Ok its the weekend and it is a three day weekend. Will this be the weekend I will get my act together, concerning my food issues. I have no excuse when I think about it. Its going to be very cold and its going to be snowing too. Planning my meals will be fairly simple. I will plan each meal for tomorrow tonight by writing down what I will be eating. I will not set foot in the coffee shops or candy shops because I want to keep the sugar out of my body these next three days. When cravings hit me, I will write down whether this is physical or mental. Am I really hungry or am I stressed out by something that has happend. Am I trying to numb out some feelings that I want to avoid? Is there something more healthy to eat at this time? Or is there something I could do to keep busy and help me to forget this binge I am about to indulge in? Is it worth the feelings thatA will be felt, after I eat this sugary food. Today, I was speaking to a friend who is also battling an addiction( not food). We were speaking of why we each feel why we have the addiction. There were many reasons why, and most of our individual reasons were very similar. In speaking to this friend, it seems that we use our addiction;
When we are stressed
When we want to numb our feelings
When we want to relax
When we are out with friends socially
When we are feeling lonely or confused
When we are worried
When we are angry
When we want to feel part of a group using our addiction vice
I have spoken about this many times. What can we do to replace the cookies or soda? Can we find something else to drinkor eat, which is just as cool and tasteful. " What about a drink of ice tea or a piece of fruit? "But I want it now"! If we could past that thought and start to think a bit more rationally instead of acting like a crazed person, with the goal of harming ourselves, with the substance, we use to supposedly soothe ourselves, then there is hope, that an alternate plan could be put in place.

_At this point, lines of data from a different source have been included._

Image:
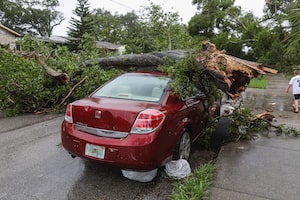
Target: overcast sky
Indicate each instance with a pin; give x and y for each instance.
(184, 7)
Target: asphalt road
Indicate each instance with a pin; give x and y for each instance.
(34, 166)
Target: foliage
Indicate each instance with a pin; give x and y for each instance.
(194, 187)
(81, 25)
(188, 74)
(36, 18)
(26, 87)
(293, 44)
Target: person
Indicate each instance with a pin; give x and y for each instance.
(295, 84)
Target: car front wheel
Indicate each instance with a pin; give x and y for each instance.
(183, 147)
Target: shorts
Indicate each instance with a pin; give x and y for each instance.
(296, 96)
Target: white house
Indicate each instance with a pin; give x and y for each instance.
(8, 37)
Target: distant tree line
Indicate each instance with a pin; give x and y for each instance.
(272, 39)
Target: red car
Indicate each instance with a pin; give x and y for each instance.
(135, 122)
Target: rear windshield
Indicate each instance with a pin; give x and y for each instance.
(135, 87)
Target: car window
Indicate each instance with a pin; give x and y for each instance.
(135, 87)
(196, 92)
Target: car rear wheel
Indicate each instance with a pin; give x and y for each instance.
(183, 147)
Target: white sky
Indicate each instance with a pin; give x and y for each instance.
(185, 8)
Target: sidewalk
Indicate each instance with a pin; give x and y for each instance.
(267, 168)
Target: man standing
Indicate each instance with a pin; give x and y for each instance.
(295, 84)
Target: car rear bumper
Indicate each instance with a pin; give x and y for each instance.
(140, 152)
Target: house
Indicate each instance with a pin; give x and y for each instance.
(61, 40)
(8, 37)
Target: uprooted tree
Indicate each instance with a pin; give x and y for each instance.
(229, 73)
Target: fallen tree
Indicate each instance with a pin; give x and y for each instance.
(230, 74)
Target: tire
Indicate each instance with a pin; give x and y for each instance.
(183, 147)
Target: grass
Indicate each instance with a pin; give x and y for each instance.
(196, 186)
(259, 82)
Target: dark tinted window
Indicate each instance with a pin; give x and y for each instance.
(136, 87)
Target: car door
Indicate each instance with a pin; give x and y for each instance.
(197, 104)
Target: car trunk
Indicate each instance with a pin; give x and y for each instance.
(107, 113)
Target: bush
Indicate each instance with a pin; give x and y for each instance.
(25, 86)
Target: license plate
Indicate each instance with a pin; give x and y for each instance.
(94, 151)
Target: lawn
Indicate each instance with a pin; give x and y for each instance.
(259, 82)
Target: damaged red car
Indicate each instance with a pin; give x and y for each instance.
(135, 121)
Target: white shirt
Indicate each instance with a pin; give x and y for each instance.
(295, 82)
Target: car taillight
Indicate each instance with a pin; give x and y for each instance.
(68, 114)
(147, 121)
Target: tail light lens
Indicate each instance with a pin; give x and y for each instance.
(147, 121)
(68, 114)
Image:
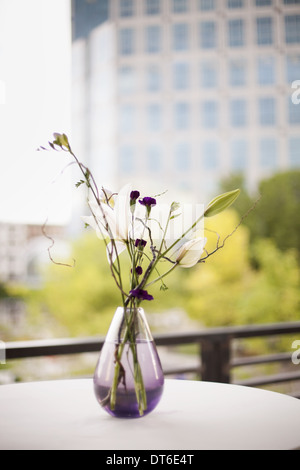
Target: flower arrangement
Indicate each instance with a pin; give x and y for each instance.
(124, 222)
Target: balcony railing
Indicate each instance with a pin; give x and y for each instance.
(215, 346)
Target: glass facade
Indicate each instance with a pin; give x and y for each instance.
(180, 37)
(294, 151)
(236, 33)
(127, 41)
(237, 72)
(238, 116)
(208, 34)
(153, 39)
(181, 76)
(266, 71)
(292, 29)
(182, 116)
(209, 114)
(208, 74)
(126, 8)
(212, 78)
(267, 112)
(210, 157)
(264, 31)
(239, 155)
(268, 153)
(182, 156)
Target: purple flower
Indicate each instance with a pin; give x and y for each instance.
(141, 294)
(134, 195)
(139, 270)
(140, 243)
(148, 202)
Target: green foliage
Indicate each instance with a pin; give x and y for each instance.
(277, 214)
(83, 298)
(228, 290)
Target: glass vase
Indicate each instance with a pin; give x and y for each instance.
(128, 379)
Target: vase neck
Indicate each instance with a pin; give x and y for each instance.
(129, 324)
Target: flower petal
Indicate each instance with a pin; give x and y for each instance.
(190, 253)
(113, 250)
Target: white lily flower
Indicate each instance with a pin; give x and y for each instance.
(190, 252)
(114, 222)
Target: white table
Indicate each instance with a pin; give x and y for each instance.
(191, 416)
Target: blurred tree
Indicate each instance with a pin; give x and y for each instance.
(84, 297)
(277, 214)
(227, 290)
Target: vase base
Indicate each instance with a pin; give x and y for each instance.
(126, 406)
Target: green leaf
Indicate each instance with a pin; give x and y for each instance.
(61, 140)
(220, 203)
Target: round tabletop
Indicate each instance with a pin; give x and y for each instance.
(192, 415)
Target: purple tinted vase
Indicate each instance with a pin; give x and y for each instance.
(128, 380)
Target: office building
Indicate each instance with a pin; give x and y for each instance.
(178, 94)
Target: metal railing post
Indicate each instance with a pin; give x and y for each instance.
(215, 359)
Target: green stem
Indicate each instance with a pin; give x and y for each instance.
(162, 276)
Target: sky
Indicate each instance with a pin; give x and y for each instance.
(35, 90)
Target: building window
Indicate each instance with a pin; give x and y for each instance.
(206, 5)
(292, 29)
(126, 8)
(180, 37)
(235, 4)
(153, 7)
(208, 75)
(127, 118)
(126, 44)
(238, 116)
(127, 159)
(153, 78)
(236, 33)
(181, 76)
(180, 6)
(153, 39)
(182, 116)
(293, 112)
(209, 114)
(264, 31)
(268, 153)
(292, 68)
(266, 111)
(263, 3)
(210, 158)
(127, 80)
(154, 158)
(237, 72)
(294, 151)
(239, 154)
(208, 34)
(266, 70)
(154, 117)
(182, 153)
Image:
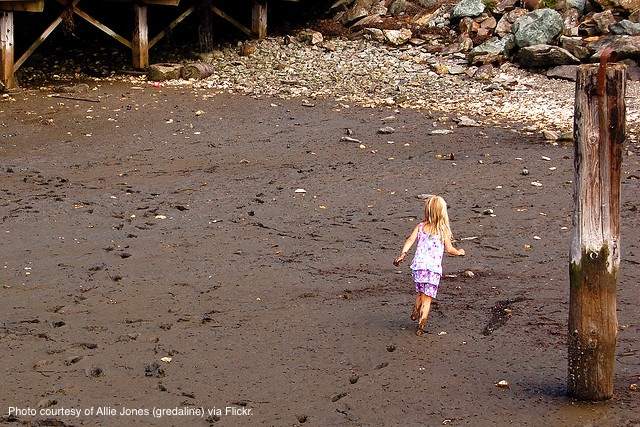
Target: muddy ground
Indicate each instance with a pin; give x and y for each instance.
(158, 253)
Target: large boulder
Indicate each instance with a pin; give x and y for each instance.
(537, 27)
(467, 8)
(493, 48)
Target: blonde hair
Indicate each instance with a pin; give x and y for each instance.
(436, 218)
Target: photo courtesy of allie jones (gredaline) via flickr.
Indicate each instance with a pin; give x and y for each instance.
(108, 411)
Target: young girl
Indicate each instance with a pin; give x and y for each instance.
(434, 237)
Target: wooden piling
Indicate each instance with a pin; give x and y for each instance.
(259, 18)
(140, 41)
(7, 49)
(599, 132)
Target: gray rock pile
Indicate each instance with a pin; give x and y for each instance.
(535, 34)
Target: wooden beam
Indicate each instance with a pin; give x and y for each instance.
(22, 6)
(97, 23)
(41, 39)
(7, 47)
(171, 26)
(259, 18)
(232, 21)
(140, 42)
(150, 2)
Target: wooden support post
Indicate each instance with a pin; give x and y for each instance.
(259, 18)
(6, 44)
(140, 42)
(205, 26)
(599, 132)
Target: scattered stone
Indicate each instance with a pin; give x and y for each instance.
(164, 72)
(387, 130)
(398, 37)
(154, 370)
(94, 372)
(544, 56)
(466, 8)
(310, 37)
(565, 72)
(537, 27)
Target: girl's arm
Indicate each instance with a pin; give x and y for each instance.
(407, 245)
(448, 247)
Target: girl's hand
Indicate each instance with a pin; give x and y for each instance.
(398, 260)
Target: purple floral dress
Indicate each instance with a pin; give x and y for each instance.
(427, 263)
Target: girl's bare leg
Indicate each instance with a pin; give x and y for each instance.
(425, 306)
(415, 314)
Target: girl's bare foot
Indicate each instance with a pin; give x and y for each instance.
(420, 328)
(415, 314)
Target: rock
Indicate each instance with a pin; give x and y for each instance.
(575, 45)
(310, 37)
(633, 70)
(398, 37)
(564, 72)
(544, 56)
(361, 9)
(537, 27)
(621, 5)
(484, 72)
(625, 27)
(533, 4)
(505, 6)
(374, 34)
(571, 22)
(467, 8)
(465, 121)
(400, 7)
(163, 72)
(603, 20)
(505, 24)
(581, 5)
(493, 46)
(627, 47)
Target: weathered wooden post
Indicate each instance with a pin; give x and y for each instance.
(259, 18)
(140, 41)
(205, 26)
(599, 132)
(7, 50)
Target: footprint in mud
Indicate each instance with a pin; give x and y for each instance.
(500, 314)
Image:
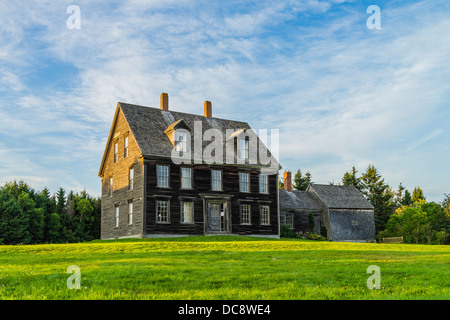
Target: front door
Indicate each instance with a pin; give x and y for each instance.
(217, 217)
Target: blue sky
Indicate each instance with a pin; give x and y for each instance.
(340, 94)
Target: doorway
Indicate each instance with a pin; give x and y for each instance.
(217, 217)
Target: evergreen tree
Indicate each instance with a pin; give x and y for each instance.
(301, 182)
(379, 195)
(13, 221)
(417, 195)
(350, 179)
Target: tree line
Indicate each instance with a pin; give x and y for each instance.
(398, 212)
(32, 217)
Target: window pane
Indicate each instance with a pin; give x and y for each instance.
(116, 215)
(181, 141)
(243, 149)
(244, 181)
(130, 212)
(131, 179)
(263, 183)
(216, 176)
(125, 151)
(264, 210)
(186, 178)
(187, 216)
(162, 211)
(245, 214)
(162, 176)
(116, 152)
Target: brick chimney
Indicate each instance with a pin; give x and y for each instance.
(208, 109)
(164, 101)
(287, 181)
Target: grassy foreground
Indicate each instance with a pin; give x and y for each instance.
(224, 268)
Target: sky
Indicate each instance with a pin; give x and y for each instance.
(340, 93)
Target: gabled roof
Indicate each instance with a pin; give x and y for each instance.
(340, 197)
(148, 126)
(297, 200)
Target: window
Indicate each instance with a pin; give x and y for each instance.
(131, 179)
(116, 215)
(162, 173)
(216, 180)
(181, 141)
(187, 212)
(263, 183)
(244, 178)
(243, 148)
(116, 151)
(125, 147)
(130, 211)
(245, 213)
(264, 212)
(186, 178)
(162, 211)
(110, 186)
(289, 220)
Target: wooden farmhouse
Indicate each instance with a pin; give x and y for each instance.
(167, 173)
(342, 211)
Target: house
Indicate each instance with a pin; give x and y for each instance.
(342, 211)
(167, 173)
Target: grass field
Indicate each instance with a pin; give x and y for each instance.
(224, 267)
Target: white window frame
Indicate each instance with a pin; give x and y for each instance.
(116, 151)
(187, 216)
(244, 148)
(162, 181)
(244, 181)
(186, 182)
(264, 213)
(130, 212)
(116, 215)
(246, 213)
(131, 178)
(263, 183)
(181, 141)
(216, 180)
(125, 147)
(164, 216)
(111, 186)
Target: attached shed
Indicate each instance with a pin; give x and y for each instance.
(342, 210)
(347, 214)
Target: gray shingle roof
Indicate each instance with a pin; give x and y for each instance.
(148, 125)
(297, 200)
(340, 197)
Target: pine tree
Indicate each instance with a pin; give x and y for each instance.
(379, 195)
(417, 195)
(350, 179)
(301, 182)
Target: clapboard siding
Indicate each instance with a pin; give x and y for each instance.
(201, 175)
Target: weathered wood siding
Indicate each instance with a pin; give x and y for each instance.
(201, 175)
(119, 171)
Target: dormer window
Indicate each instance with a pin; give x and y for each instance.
(179, 135)
(243, 148)
(181, 141)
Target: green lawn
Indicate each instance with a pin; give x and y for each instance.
(224, 267)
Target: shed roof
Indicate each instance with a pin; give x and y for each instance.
(340, 197)
(148, 126)
(297, 200)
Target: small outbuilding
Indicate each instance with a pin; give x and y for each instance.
(342, 211)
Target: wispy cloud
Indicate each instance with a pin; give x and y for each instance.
(340, 94)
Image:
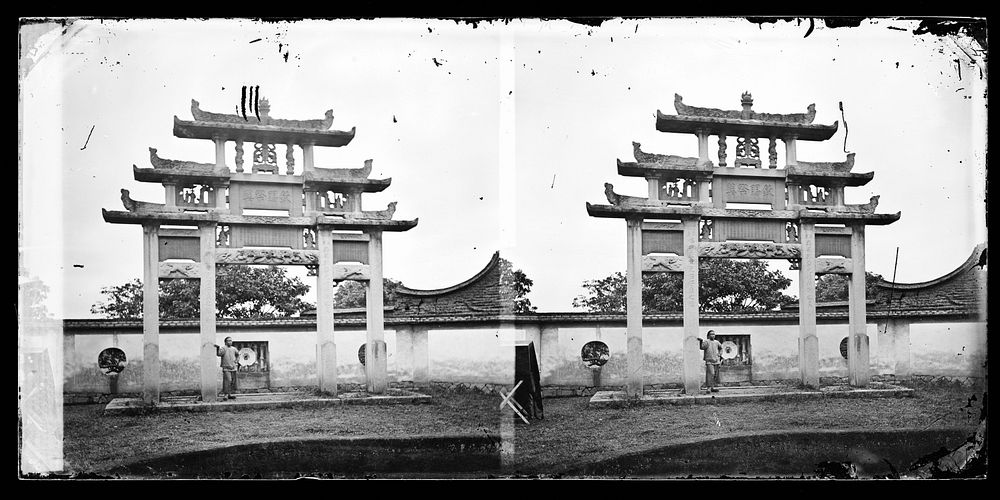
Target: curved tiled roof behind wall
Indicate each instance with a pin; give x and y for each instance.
(962, 289)
(479, 294)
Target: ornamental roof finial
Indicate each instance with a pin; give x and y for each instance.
(264, 106)
(747, 101)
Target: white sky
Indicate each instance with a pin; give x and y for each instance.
(499, 143)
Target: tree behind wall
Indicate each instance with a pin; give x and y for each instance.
(833, 287)
(514, 287)
(241, 292)
(725, 285)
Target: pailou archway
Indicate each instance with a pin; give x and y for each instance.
(745, 209)
(264, 214)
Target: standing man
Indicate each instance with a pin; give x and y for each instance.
(713, 358)
(228, 363)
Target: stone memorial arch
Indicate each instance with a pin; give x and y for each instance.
(699, 210)
(311, 217)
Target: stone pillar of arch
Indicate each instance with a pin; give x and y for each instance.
(633, 306)
(375, 351)
(693, 366)
(150, 314)
(858, 372)
(326, 348)
(808, 339)
(206, 275)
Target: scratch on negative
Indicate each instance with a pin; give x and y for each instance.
(88, 137)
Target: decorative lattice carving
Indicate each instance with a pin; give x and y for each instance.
(722, 151)
(791, 232)
(682, 189)
(747, 147)
(194, 195)
(705, 230)
(309, 238)
(222, 235)
(239, 155)
(265, 158)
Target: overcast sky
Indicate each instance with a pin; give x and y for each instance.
(495, 134)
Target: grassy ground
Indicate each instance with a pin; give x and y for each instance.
(570, 434)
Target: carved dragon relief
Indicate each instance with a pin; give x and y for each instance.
(662, 263)
(179, 270)
(342, 272)
(833, 266)
(743, 250)
(266, 256)
(143, 206)
(265, 118)
(746, 114)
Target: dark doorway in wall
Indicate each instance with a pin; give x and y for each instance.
(737, 363)
(253, 367)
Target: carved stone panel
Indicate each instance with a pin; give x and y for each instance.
(749, 190)
(663, 242)
(761, 250)
(834, 266)
(271, 197)
(753, 230)
(275, 256)
(351, 272)
(833, 244)
(169, 270)
(179, 247)
(266, 236)
(350, 251)
(662, 263)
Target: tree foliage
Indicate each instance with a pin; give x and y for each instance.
(833, 287)
(725, 285)
(240, 292)
(514, 288)
(351, 294)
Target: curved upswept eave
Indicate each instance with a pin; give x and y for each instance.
(977, 256)
(494, 261)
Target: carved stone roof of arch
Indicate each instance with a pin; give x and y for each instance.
(264, 118)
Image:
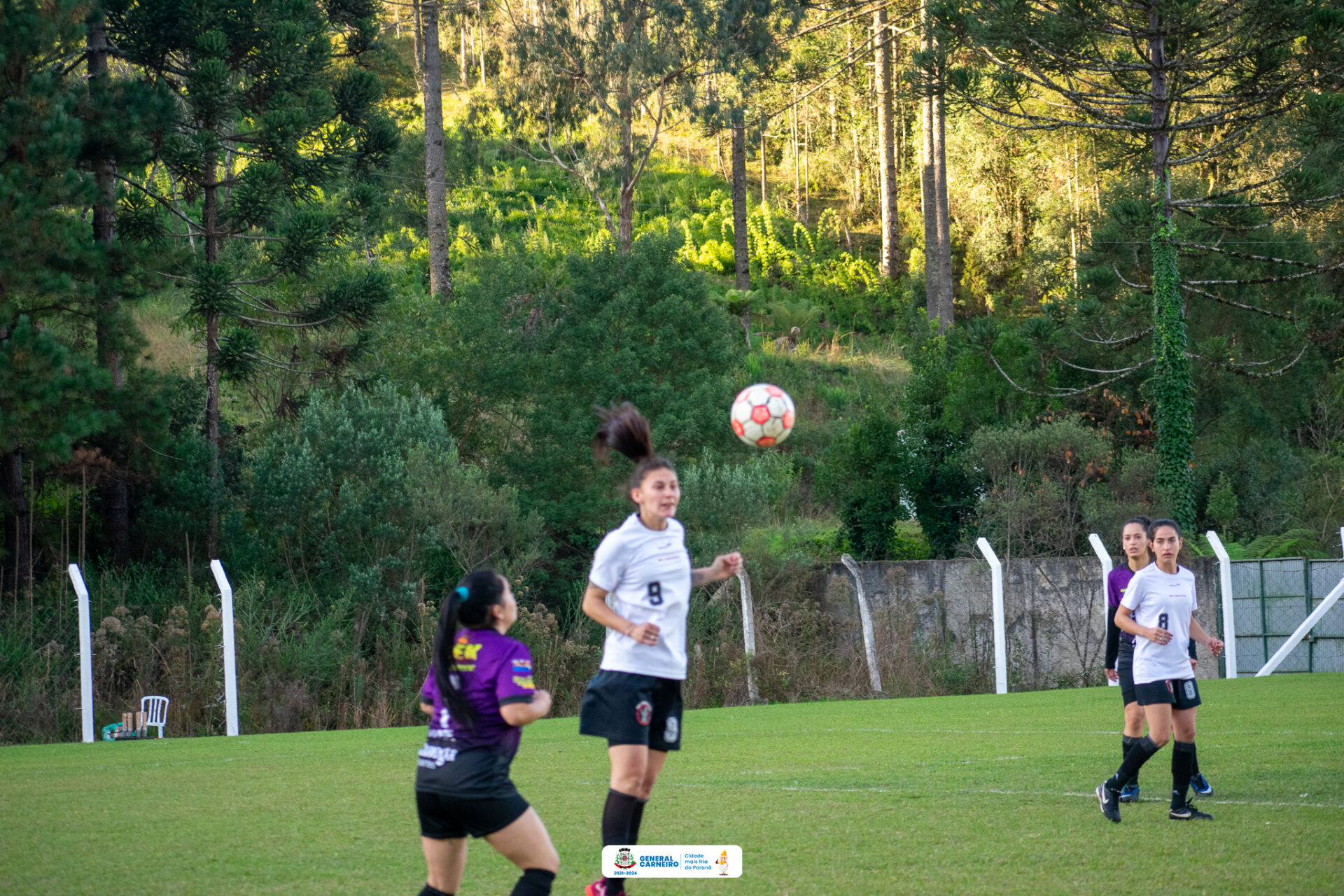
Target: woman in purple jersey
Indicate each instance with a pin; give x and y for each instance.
(479, 695)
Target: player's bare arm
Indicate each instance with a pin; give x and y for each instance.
(1198, 633)
(723, 567)
(1126, 621)
(596, 609)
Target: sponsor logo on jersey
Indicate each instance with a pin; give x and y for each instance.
(464, 650)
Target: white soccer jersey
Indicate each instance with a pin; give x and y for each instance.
(648, 575)
(1161, 601)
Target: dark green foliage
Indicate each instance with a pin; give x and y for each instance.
(636, 328)
(867, 472)
(49, 396)
(1171, 384)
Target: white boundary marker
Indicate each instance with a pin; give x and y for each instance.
(870, 647)
(85, 653)
(1225, 580)
(749, 633)
(1107, 566)
(1301, 630)
(226, 609)
(996, 575)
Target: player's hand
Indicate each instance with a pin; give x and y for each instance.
(647, 633)
(726, 566)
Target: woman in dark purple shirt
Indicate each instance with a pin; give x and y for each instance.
(479, 695)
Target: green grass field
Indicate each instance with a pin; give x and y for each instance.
(933, 796)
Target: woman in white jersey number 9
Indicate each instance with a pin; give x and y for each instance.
(1159, 610)
(635, 700)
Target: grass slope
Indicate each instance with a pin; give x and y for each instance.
(941, 794)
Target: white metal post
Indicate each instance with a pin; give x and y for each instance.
(996, 577)
(1225, 580)
(1107, 566)
(1301, 630)
(85, 653)
(226, 610)
(749, 633)
(870, 647)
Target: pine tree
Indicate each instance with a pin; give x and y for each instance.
(274, 140)
(1182, 88)
(585, 74)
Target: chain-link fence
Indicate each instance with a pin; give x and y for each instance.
(1270, 598)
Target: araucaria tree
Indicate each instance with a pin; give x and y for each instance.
(588, 73)
(267, 162)
(1230, 115)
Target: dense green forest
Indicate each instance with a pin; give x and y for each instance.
(328, 290)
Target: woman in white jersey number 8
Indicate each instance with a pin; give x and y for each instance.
(635, 700)
(1159, 610)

This weekend I will be more aware of what is triggering me to want it now. In writing down these thought triggers of wanting it now, will help me to see a pattern of what is entailed. I don't think I have to do this alone. I can ask my higher power, who for me is God. I can ask my angels to guide me and to remind me to stay on track over the next three days. When the three days are over, I'll post an article as to how I did with this thinking. I wish you luck in your own personal struggles with food and pray that you are able to be true and to feel the peace you so justly deserve.... Please feel free to share your struggles and share how you are helping yourselves.